Helping your cat stay hydrated requires you to put some effort into making water available always. Referring to Table 1 above, you can estimate the quantity of water needed by a cat daily.
If the right quantity of water is not provided, your car might suffer from dehydration. Helping your cat drink water adequately starts with you making provision for it.
Cats with teeth problems or mouth injuries will experience difficulty eating or drinking because of pain. You might need to take your cat to a Vet for a proper oral examination to unravel any oral problems that might be preventing your cat from taking water.
In some instances, your cat might still look dehydrated even after taking enough water, this is because of some underlying ailments that cause constant loss of fluid from the body.
Conditions such as diabetes, kidney or urinary disorder, and abnormally high body temperature can cause excessive loss of water in cats.
Some diuretics can also lead to increased urination and, subsequently, dehydration.
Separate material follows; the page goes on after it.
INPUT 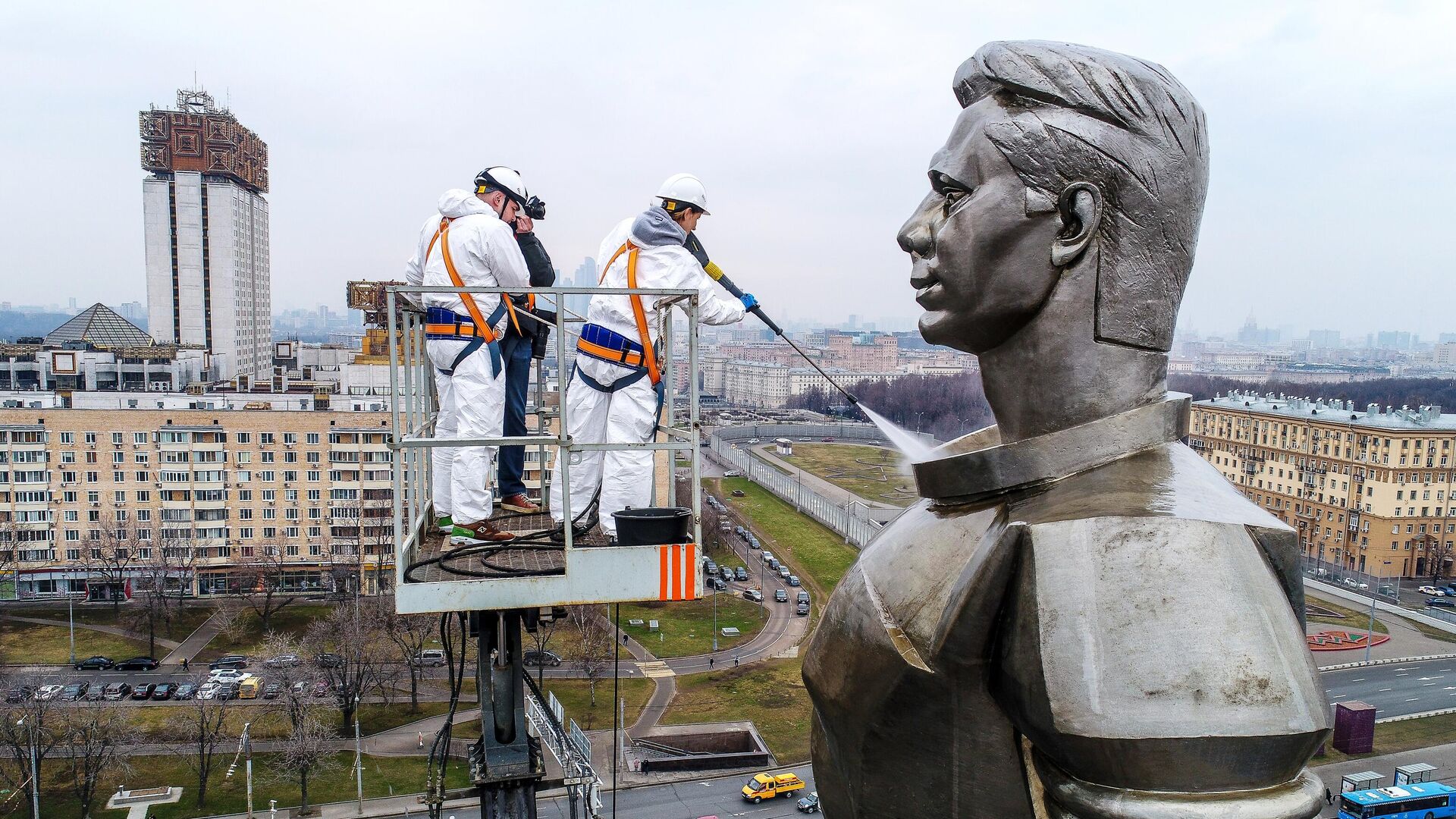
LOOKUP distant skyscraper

Consult a Vet if you think your cat is unusually dehydrated even after providing water.
Is dehydration in cats risky?
It is risky to let your cat get dehydrated. Dehydration could lead to severe health conditions in cats, ranging from weakness to chronic kidney failure.
Understanding the role water plays in the body will give you insight into understanding the risk involved in dehydration. Water is the most neglected nutrient in the cat’s diet, but the most vital as all functions of the body depend on it.
When cats are dehydrated, they become susceptible to conditions such as kidney failure, kidney stones, Multiple organ dysfunction, neurological dysfunction, high blood pressure(due to thicker blood), GIT disturbances, and loss of weight. These conditions are not to be toiled with; do not allow your cat to get to this fatal stage of dehydration.
What should I do when my cat is dehydrated?
If you think your cat is dehydrated, the first call to action is to provide water in a bowl for your cat to drink, removing any extra heat source causing an excessive increase in temperature.
If your cat still refuses to take water directly for some reason, offer only wet food to indirectly supplement water loss. If you notice that the dehydration persists and your cat looks sick, consult a Vet for proper examinations. If your cat has severe dehydration, it might be put on a drip to supplement fluid loss.
How do I keep my cat dehydrated?
Preventing your cat from getting dehydrated starts with you. It involves making the needed quantity of water available to your cat daily and observing for any change of mood or behavior that might indicate dehydration, as discussed earlier.
If your efforts to keep your cat hydrated proved abortive, visiting a vet might be the lasting solution. If you apply all you have learned in this article, your feline friend is sure to have 9 healthy lives, leaving paw prints on our hearts.